Aussie bertugas mengubah pola berpikir anak bangsa dan rekayasa politik di republik ini, sedangkan tugas Singapore ialah mapping
bagaimana penguasaan ekonomi dan pencaplokan SDA di Indonesia. Luar
biasa. Maka pantas saja ---menurut informasi--- ketika di bawah gedung
KPK, Jakarta, terdapat ruangan khusus untuk “ngantor” orang-orang
Australia, entah siapa mereka dan apa yang dikerjakan. Yang janggal,
kenapa justru otoritas KPK dan instansi lain yang berkompeten membisu?
Tidak tahu, atau membiarkan.
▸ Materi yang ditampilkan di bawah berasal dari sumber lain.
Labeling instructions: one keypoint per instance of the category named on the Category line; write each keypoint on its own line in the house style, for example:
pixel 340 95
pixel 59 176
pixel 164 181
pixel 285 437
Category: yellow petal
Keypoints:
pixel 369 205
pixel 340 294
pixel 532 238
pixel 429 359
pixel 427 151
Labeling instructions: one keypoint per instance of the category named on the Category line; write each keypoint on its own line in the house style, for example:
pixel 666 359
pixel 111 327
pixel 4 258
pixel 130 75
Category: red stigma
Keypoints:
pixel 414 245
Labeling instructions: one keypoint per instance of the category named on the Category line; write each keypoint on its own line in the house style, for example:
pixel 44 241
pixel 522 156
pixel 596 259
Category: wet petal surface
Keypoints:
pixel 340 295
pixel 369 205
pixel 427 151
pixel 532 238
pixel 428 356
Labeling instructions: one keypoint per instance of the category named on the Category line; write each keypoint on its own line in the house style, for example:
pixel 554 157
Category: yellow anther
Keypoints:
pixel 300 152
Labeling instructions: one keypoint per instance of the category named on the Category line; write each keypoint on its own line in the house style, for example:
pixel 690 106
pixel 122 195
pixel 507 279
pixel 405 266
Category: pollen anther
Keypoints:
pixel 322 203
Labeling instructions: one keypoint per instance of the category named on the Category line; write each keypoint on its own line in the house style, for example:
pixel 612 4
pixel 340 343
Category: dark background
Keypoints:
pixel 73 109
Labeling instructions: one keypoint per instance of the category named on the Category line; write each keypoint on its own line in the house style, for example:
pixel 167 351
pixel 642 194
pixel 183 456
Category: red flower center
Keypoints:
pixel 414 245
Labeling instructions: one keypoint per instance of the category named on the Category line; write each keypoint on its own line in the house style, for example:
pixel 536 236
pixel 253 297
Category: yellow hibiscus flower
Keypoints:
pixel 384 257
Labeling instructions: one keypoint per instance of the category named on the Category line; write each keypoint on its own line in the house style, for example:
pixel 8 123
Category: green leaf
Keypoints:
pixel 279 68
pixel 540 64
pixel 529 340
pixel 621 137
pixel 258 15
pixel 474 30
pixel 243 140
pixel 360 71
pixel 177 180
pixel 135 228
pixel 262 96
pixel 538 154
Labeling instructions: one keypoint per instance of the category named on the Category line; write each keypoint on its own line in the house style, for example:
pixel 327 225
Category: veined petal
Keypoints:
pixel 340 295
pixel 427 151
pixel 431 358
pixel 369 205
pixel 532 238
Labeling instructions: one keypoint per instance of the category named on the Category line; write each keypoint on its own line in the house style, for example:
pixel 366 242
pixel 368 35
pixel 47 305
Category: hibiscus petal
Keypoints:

Jangan-jangan malah ada link up?
Hipotesa penulis, berkenaan dengan kajian Daeng, kemungkinan
“ngantor”-nya orang Aussie di bawah gedung KPK terkait tugas-tugas
pengubahan mindset bangsa dan rekayasa politik.
Salah satu rekayasa ialah membikin gaduh republik ini di tataran hilir
(korupsi, HAM, dll). Tak heran ketika media VOA ISLAM.com (23/11/2013)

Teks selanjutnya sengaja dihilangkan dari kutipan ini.